There are a whopping 750 hot springs in Greece, 82 of which are recognized as such, and only 15 have an operation certificate, according to data available to the president of the Academy of Thermal Medicine. Of the thermal springs that are recognized, most belong to municipalities, some to the State and a few are privately owned. “Greece has spas, but not modern health resorts, which is what high-income tourists are seeking,” he said. “As a result, the majority of their visitors come from domestic tourists and only 2-3% from abroad. There should be significant investments to substantially improve infrastructure and facilities and, most importantly, to combine spa tourism with alternative forms of tourism to achieve what is internationally defined as Wellness Tourism and in particular MediSpa services.”

Wellness tourism has substantial economic advantages and is a form of tourism that can operate on a 12-month basis.
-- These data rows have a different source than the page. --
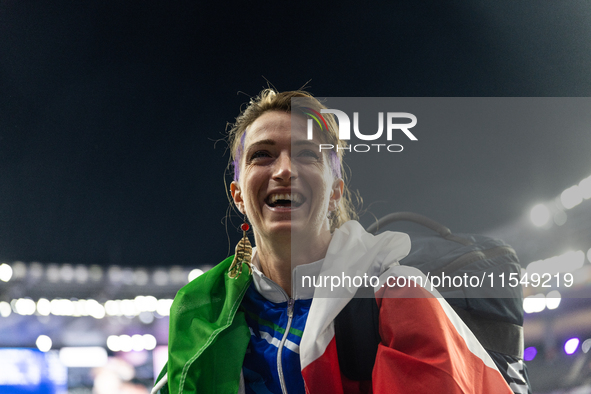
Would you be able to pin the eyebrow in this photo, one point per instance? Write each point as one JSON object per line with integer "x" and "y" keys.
{"x": 272, "y": 142}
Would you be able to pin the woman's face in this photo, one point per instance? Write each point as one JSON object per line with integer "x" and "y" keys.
{"x": 286, "y": 185}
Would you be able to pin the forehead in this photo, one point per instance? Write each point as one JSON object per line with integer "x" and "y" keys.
{"x": 278, "y": 126}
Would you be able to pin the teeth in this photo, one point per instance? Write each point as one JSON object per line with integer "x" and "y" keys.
{"x": 293, "y": 197}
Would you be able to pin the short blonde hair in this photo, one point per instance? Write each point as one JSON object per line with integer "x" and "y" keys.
{"x": 271, "y": 100}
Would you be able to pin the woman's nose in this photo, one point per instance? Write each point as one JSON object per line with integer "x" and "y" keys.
{"x": 283, "y": 168}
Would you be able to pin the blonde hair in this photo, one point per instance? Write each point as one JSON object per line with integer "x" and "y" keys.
{"x": 271, "y": 100}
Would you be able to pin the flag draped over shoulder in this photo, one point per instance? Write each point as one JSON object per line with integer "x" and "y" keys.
{"x": 425, "y": 346}
{"x": 208, "y": 334}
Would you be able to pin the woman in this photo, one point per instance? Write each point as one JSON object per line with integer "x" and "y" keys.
{"x": 266, "y": 331}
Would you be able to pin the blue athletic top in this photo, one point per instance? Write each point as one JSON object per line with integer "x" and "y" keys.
{"x": 267, "y": 309}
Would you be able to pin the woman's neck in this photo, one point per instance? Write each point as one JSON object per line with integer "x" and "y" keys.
{"x": 277, "y": 260}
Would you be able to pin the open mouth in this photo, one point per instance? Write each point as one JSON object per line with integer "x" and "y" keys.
{"x": 292, "y": 200}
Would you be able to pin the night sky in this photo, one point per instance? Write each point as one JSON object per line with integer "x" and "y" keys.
{"x": 112, "y": 114}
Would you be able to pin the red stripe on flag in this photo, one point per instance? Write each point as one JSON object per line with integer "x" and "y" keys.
{"x": 422, "y": 352}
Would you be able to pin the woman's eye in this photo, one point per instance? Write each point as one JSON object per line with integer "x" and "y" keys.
{"x": 259, "y": 154}
{"x": 308, "y": 153}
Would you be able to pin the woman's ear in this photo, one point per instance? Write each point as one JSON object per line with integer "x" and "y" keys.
{"x": 237, "y": 196}
{"x": 336, "y": 193}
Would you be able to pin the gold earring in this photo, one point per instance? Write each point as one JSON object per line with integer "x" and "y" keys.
{"x": 243, "y": 254}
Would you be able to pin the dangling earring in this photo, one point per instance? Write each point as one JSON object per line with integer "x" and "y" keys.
{"x": 243, "y": 254}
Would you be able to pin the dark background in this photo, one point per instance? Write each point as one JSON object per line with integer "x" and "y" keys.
{"x": 111, "y": 113}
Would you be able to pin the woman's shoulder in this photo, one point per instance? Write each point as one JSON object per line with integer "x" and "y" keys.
{"x": 212, "y": 283}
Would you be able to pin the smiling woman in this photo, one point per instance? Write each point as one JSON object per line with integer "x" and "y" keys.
{"x": 261, "y": 330}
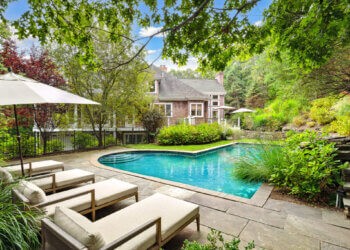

In order for the effects of a spa therapy to take full effect, visitors need to remain at the resort for a extended period – on average for three weeks – and holiday packages at these centers are most often combined with other tourist services such as leisure, rejuvenation and sports, because they are aimed not only at patients, but also at their companions and other guests, usually of a higher income level. Therefore, in addition to all the general and specific infrastructure, these spa complexes must have the appropriate environment required for long-term tourism such as green parks, gardens, lakes, clinics, sophisticated treatment centers, suitable equipment and qualified doctors.

Turnover in the Millions

Many important resources could therefore be developed, from the current spa centers to thermal health resorts and combined with alternative forms of tourism developed on the basis of sustainable development principles. In this way, they will add value to the tourism product and make the areas concerned more attractive to the most demanding of tourists.

“Those familiar with the tourism market say that at least 150,000 insured individuals could visit our country’s thermal springs, with a turnover of 300 million euros, given that foreigners’ trips are financed by their insurance funds. Furthermore, those who are most optimistic people are talking of a turnover that could reach up to one billion euros through the utilization of thermal springs,” Koussoukakis notes, stressing that it is essential to create the appropriate infrastructure to provide properly certified health, wellness and anti-aging services, so that Greece can become a dominant player in the field of health tourism and, in particular, spa tourism.